Recent studies show the Pearl River Delta (PRD) is more open to the world and to the private sector than any other place in China. Zhejiang, the province that is home to globally minded Alibaba, has about 33,000 foreign-invested firms, and Shanghai about 75,000, but Guangdong has over 110,000. In Liaoning, an industrial province in the north-east, State Owned Enterprises (SOE’s) account for about 31% of total industrial revenues, and in Shanghai for more than 36%, but in Guangdong province the share is less than 14%. And the PRD alone generates nearly half of the mainland’s high-quality international patent filings, leading China on innovation.
Information Jet-Stream
Hong Kong is “super connected”. It is supported by advanced and reliable ICT infrastructure, very high broadband and mobile penetration rates and excellent Internet connectivity, providing a solid testing ground. Google and Facebook are jointly laying down the worlds fastest submarine cable named The Pacific Light Cable Network (PLCN) and connecting Hong Kong to Los Angeles.

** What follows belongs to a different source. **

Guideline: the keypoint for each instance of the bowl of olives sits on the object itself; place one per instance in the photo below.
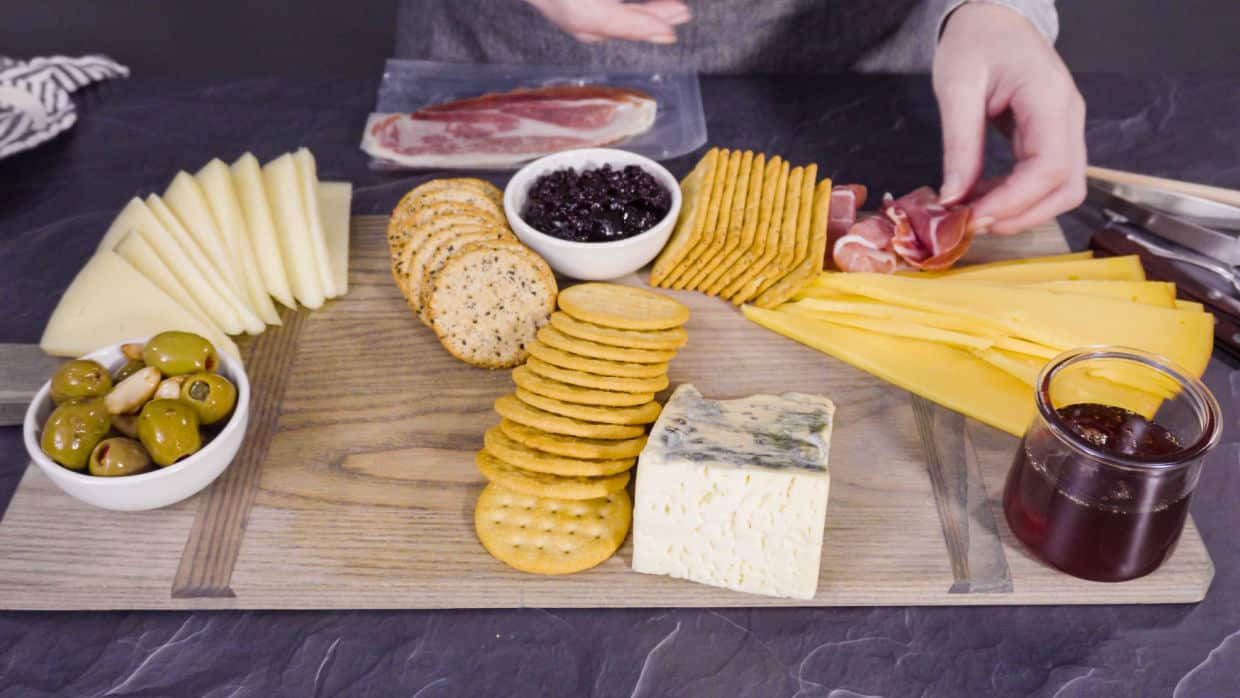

It will handle a staggering 120 terabytes of data per second. “PLCN will provide enough capacity for Hong Kong to have 80 million concurrent HD video conference calls with Los Angeles,” said Google’s director of networking infrastructure, Brian Quigley.
Tony Verb, Managing Partner at METTĀ, adds that the connectivity extends to business networking. “If there was a global capital of connectivity, then it is Hong Kong”. It doesn’t only have one of busiest ports and airports in the world, but also a genuine culture of networking and trading,” says Tony. “This network matters more than it looks by first sight as they all lead beyond Hong Kong.”
Tapping into the connected device market extends, of course, far and beyond finding the right geographic location to launch the business.
The Consumer Centric Era
More often than not, startups understand that to drive business growth, they must understand its consumers and cater to their needs. Many have gathered valuable customer insight and are asking their design team increasingly difficult questions to translate the insight into tangible ideas that would address the customer’s needs.
Design should help companies better understand their users’ needs to create innovative solutions. In fact, the average ratio of designers to engineers within a successful company has reportedly increased from 1:15 to 1:4 in in high value digital companies such as Airbnb and Uber. Companies like these see design as intrinsic to the product or service they provide. Analytics show that user experience has an intrinsic value in forging a positive brand image and a returning customer base.
The startups that place a high value on design and customer insight dramatically increase the chances of being one of the successful few that make it pass year one.
Looking at all the positive development happening, it’s just a matter of time before we have a home grown pen of unicorns. The synergy between Hong Kong’s rapidly growing and dynamic design industry and Shenzhen’s manufacturing creates a strong design-tech-entrepreneur ecosystem.